The Department has research strengths in Chinese and comparative philosophy, philosophy of mind and language, ethics and politics, and the history of European philosophy. Members of the Department have secured 5 GRF grants from the Hong Kong Government since 2007.
The Department currently has about 40 majors and 20 minors and attracts 20 to 30 new majors per year. Its undergraduate teaching spans a wide range of fields, including knowledge and reality, mind and language, moral and political philosophy, and history of philosophy and covers Western, Chinese, and comparative philosophy. The Department is also a pioneer in online teaching, as exemplified by its popular online introductory logic course. The undergraduate program has consistently received high marks from external examiners. The Department has historically played an important service role in supporting general education. In the past few years, the Department has made a significant commitment and contribution to HKU's new Common Core Curriculum, offering over 10 courses on critical thinking, values, and Chinese philosophy.
Dr. Joe Lau is the current Department Chairperson (until July 2017).
History of the department
Philosophy has been studied in the University of Hong Kong for more than eight decades.
The Hong Kong College of Medicine was established in 1887, and it was later incorporated as the Faculty of Medicine of the University of Hong Kong. Sir Frederick Lugard, the then-governor of Hong Kong, laid the foundation stone on March 16, 1910. The official opening with 54 students took place on March 11, 1912.
Donations towards the costs of the Main Building came from Sir Hormusjee Mody, "a Parsee [Zoroastrian] gentleman 50 years resident in Hong Kong" (Main Building Foundation Stone), together with generous contributions from "Chinese residents of Hong Kong, Canton, Macao, Saigon, Newchwang, Amoy, Penang, Waichow and Australia" (HKU Calendar, 1913/14), from Butterfield & Swire, and from the then Government of China, as well as strong support from Chang Jen Chung ("Viceroy" of Canton), the Governor of the Straits Settlements, the Governor of Macao, and the Municipal Council of Shanghai.
The original plan was to begin with Faculties of Medicine and Engineering, which would be "of practical utility to China in coping with disease, in developing her resources by railways and by the exploitation of her mineral wealth, and in checking by the light of modern engineering science the terrible floods which almost every year occasion famines and great loss of life".

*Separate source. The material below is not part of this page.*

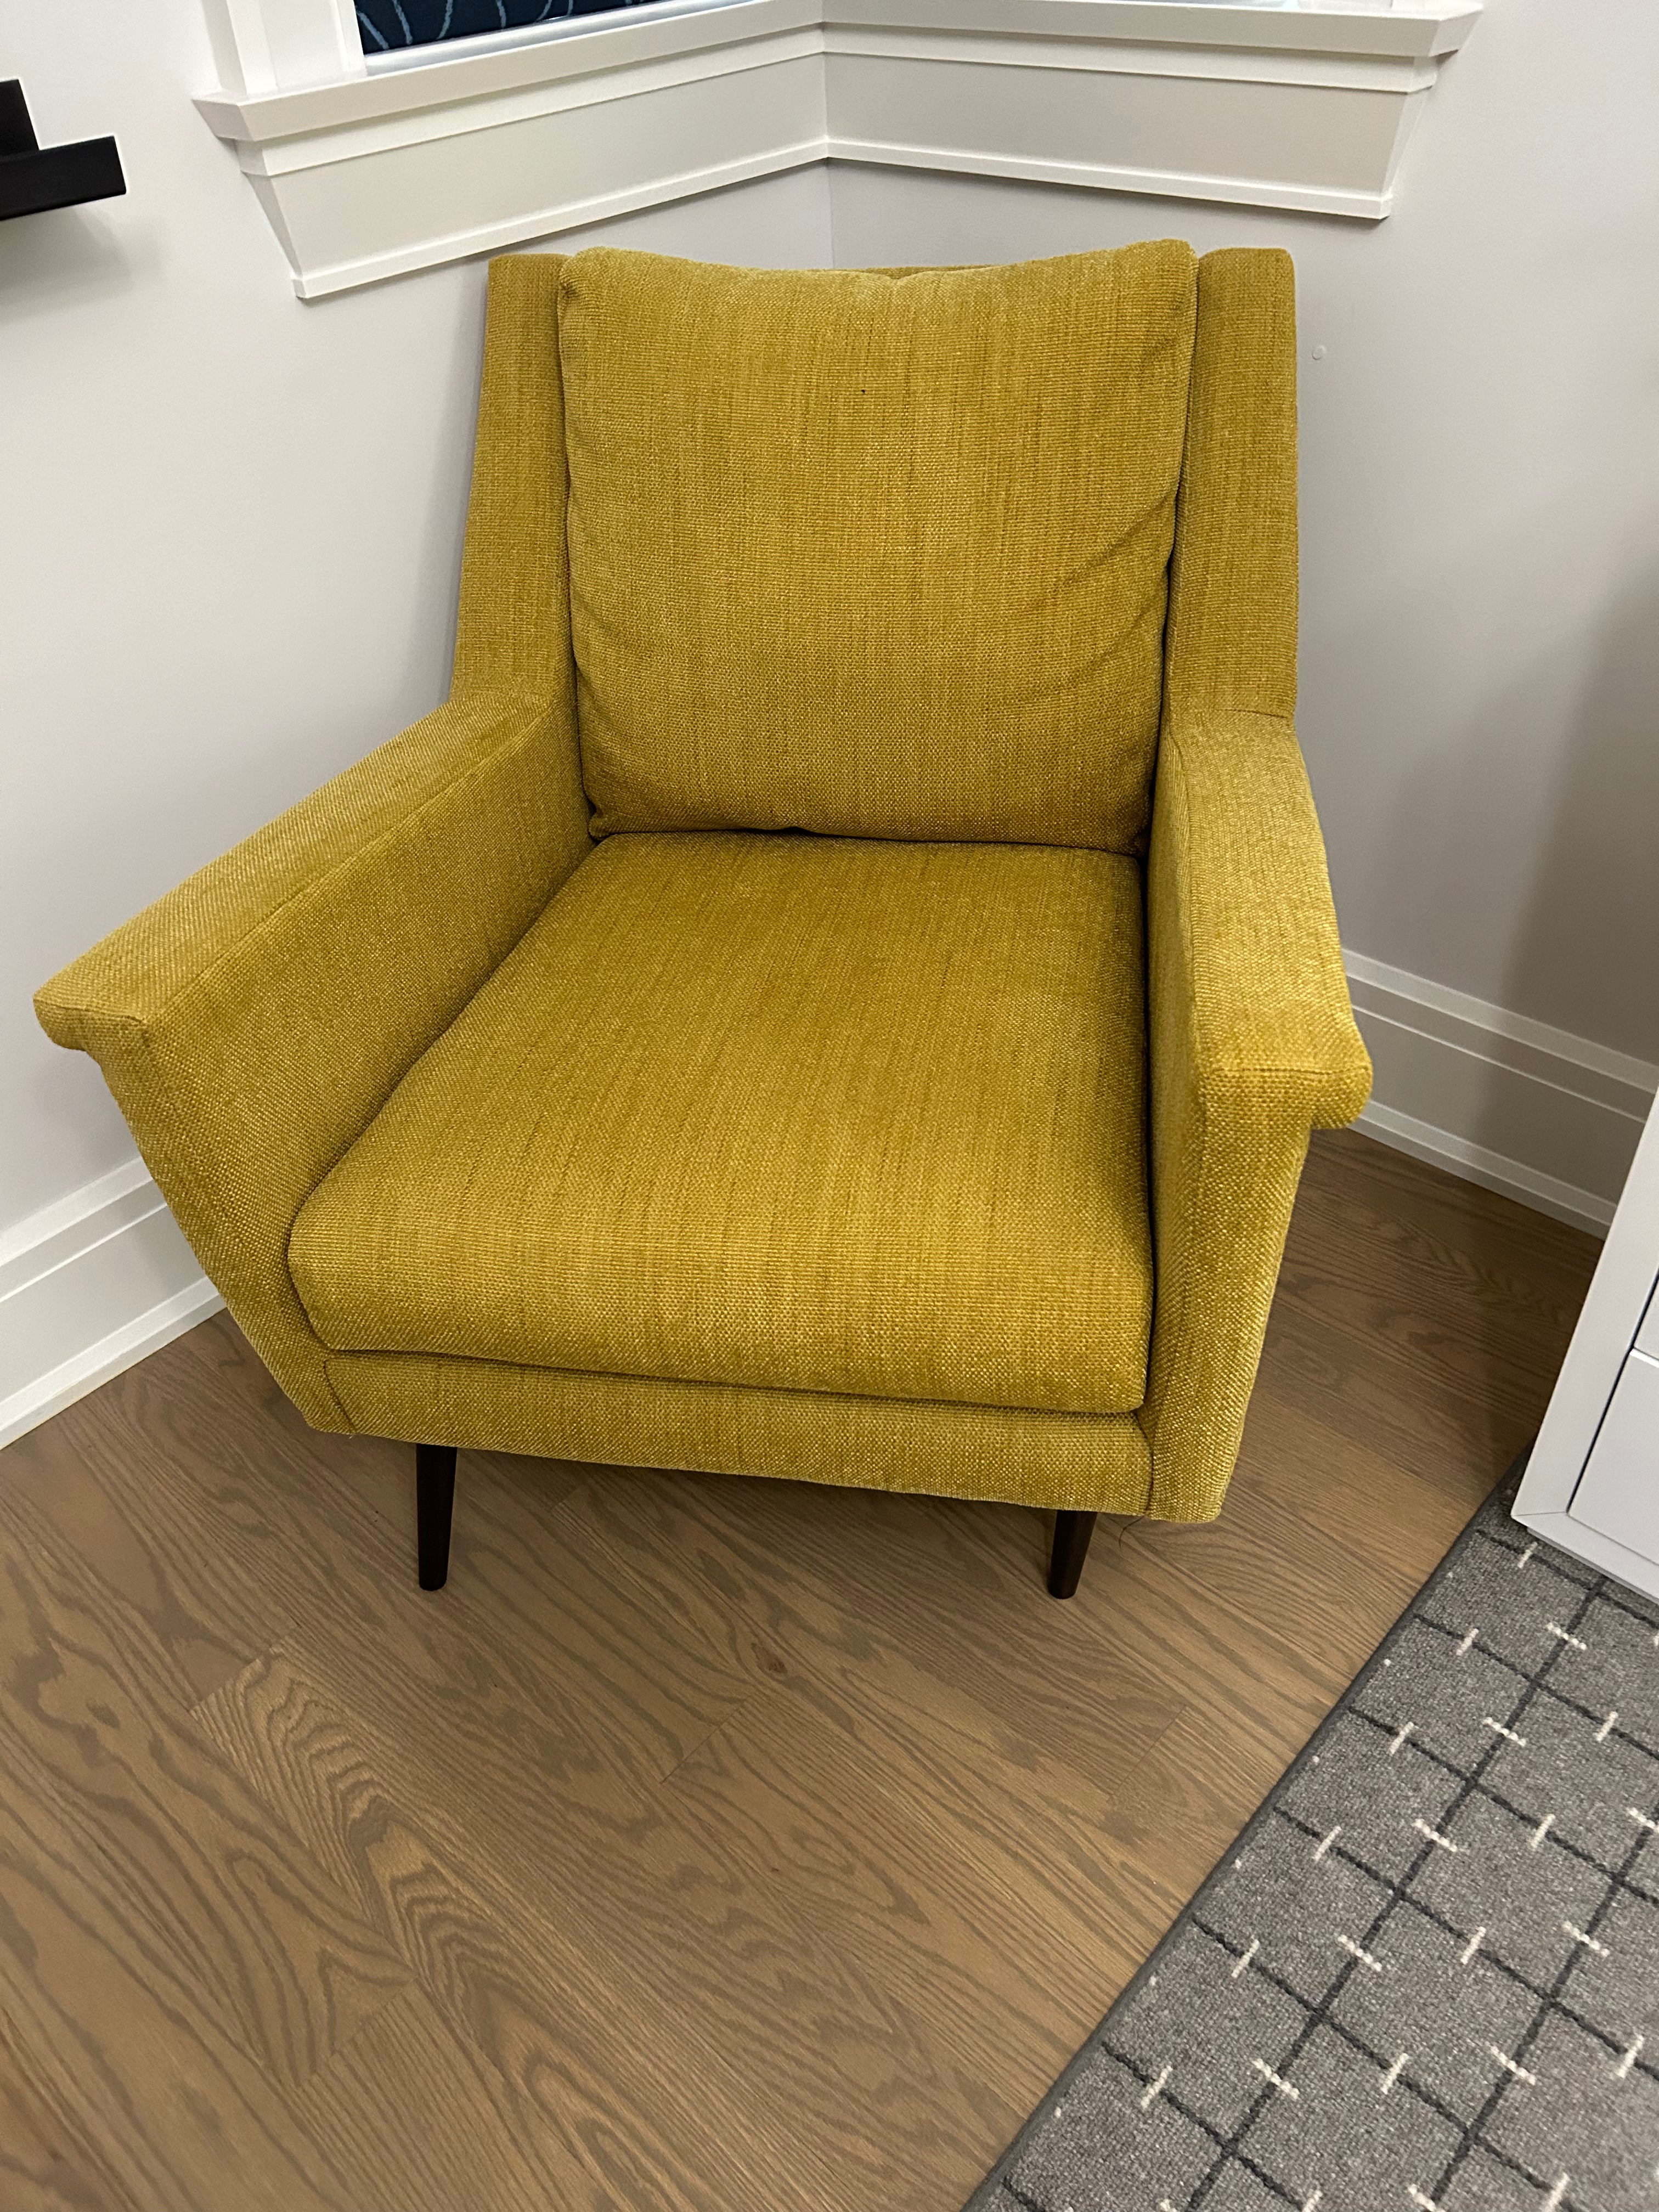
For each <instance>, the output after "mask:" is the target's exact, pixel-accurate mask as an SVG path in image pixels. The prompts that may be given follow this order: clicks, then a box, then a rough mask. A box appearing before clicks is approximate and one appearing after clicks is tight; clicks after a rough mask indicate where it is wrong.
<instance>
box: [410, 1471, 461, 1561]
mask: <svg viewBox="0 0 1659 2212" xmlns="http://www.w3.org/2000/svg"><path fill="white" fill-rule="evenodd" d="M453 1506H456V1447H453V1444H416V1553H418V1564H420V1588H422V1590H442V1586H445V1582H447V1579H449V1515H451V1513H453Z"/></svg>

But this plan was enlarged "at the special request of the Chinese residents in Honkong", to include a Faculty of Arts (including as main subjects "Chemistry, Physics, Mathematics, History, the English and Chinese languages and literature, and Political Economy"). Additional courses were funded "by the generosity of Mr. Cheung Pat Sze and his partners". They included an Intermediate course in "Logic and Scientific Method", listed in the curriculum for 1913/14. In 1914/15, the University Calendar shows, among the 12 teachers in the Faculty of Arts, a lecturer (pro tem.) in Logic, Mr. E.J. Surman.
Thus, historically, the initiative and support for our Faculty, and for the subject of philosophy in particular, came from the Chinese community of Hong Kong. A separate Philosophy Department (of four members) existed in 1951/52. One of its members, H.T. Woo (himself a graduate of the University), taught psychology. And in 1966, the department was renamed "The Department of Philosophy and Psychology". By 1968, the department had been split into separate departments of Philosophy, and Psychology. The Philosophy Department had only two members of teaching staff, and low student enrolments threatened its continued existence. But it gathered strength during the following decade, and a Chair of Philosophy was filled for the first time in 1979 by F.C.T. Moore.